If Maxwell’s last show - the delightful I, AmDram - was a tour through a gallery, Nan, Me and Barbara Pravi is a film screening. While the former used a wide lens to capture a theatrical childhood-into-adulthood (Maxwell’s family has been involved in their local amateur dramatics society for generations), this show starts with the same freewheeling cosiness, but then gains propulsion and narrows to a cathartic point. Because this show is lightly fictionalised, I’ll be referring to Hannah Maxwell the performer by her surname, and Hannah Maxwell the character as Hannah.
We first meet Hannah living in Luton, where she’s rushed in, to care for her sweet-natured Nan. Hannah’s grandfather has abruptly and recently passed away from cancer, the anguish of which is intentionally batted away for much of the show by a furious arrangement of quips, skits, and pacy plotting. Maxwell implements a variety of playful audience participation - from attempting to correctly allocate jumbo foam versions of Nan’s many pills to reading out the directions to the Oat So Simple porridge Hannah assembles on stage for Nan’s breakfast.
The staging of the show involves a large projector screen above the stage, onto which plot-enhancing details appear. For this first section, it’s the minutiae of caring: scratchy Google Calendar notes, methodically detailed medication directions. A nosy neighbour pops over multiple times a day. Hannah becomes well acquainted with microwaved cottage pie for tea, and the range of game shows currently on television (at one point, the audience plays along to a round of Countdown). The stultifying mundanity and painful restlessness on depicted strikes a universal cord post-pandemic.
Hannah’s imagination paces like a caged tiger, and it’s not long before she sets her sights on one particular target, the French singer Barbara Pravi, whose sultry Eurovision performance, Parisian glamour, and ‘ambiguous nail length’ ignites an obsessive crush.
Hannah’s inner life floods with heady (and hilarious) imagined flirtation with Pravi. She books concert tickets for several months later, vows to hit the gym, calculates she could be fluent in French by then by studying for three hours a day, seven days a week, and waltzes around the living room with a mop handle. As the day draws closer, she plans their potential Meet Cute with heist-like precision. It’s utterly absurd and utterly fun to watch.
Recently, American rapper and singer Doja Cat faced significant backlash from her fanbase for refusing to say she ‘loved’ them back. In response to her upset fans, she pointed out, entirely accurately ‘I don’t though, because I don’t even know y’all’.
Which is to say: to call Nan, Me and Barbara Pravi a story of unrequited love would perhaps miss the point. It’s about the very real, parasocial love between the fan, and the artist’s persona.
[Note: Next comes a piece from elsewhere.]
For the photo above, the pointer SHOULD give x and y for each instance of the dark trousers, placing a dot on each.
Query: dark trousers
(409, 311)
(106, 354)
In a parasocial relationship - wherein one person is infatuated, and the other is not aware of their existence - the thrill of the fantasy and the chase is not the beginning of something meaningful, it’s the peak of it. Pravi’s value in Hannah’s life is a mirror of her own unmet want. Through the smokescreen of attraction, she can reconnect to the hopes, dreams and desire that have slowly leached from her life. Most crushes start this way, but a fan crush allows for a protracted stay in this wonderland of possibility. For Pravi to become a real person, with flaws and selfishness, would change the dynamic fundamentally.
Of course for the object of it, this wild, worshipping projection can come off as silly at best, repulsive at worst, something Hannah experiences first hand in her own adoring, twenty-year-old fan, Gemma, haunting her front row each night. Gemma provides a crisp foil to Maxwell’s character, whose blinders block her from recognizing their parallels.
Hannah is already experienced in plucking moments of connection from fleeting encounters.
The life of an actor - particularly a performer of one-woman shows - is defined by fruitful and fallow periods, as well as a singular drive that can easily warp into loneliness: the intensity of rehearsal and production, the elation of performance, followed by the adriftness of regular life between shows.
If there’s one word that could be used to describe Maxwell’s performances, it’s probably verve. There’s a bone-deep showmanship to her performance that never drops away (one nightmarish morning-after-the-night-before is rendered with particular wincing brilliance). A major strength of this production is how polished it is without sacrificing vulnerability. It manages to have moments of bruised self-reflection and pure, unabashed comedic performance, and both feel perfectly in place.
Eventually, the night of the concert arrives, and the show crescendos in a dramatic and compelling climax, which I won’t spoil here. The show is ultimately about the parasocial crush first as a source of connection, motivation, and enrichment, and then as an anaesthetic, a distraction, an oblivion. By the end, the tender line Hannah walks between the two feels hard-won, and profoundly moving. This is a rich and bright character study shot through with both humour and sadness. Consider me a fan.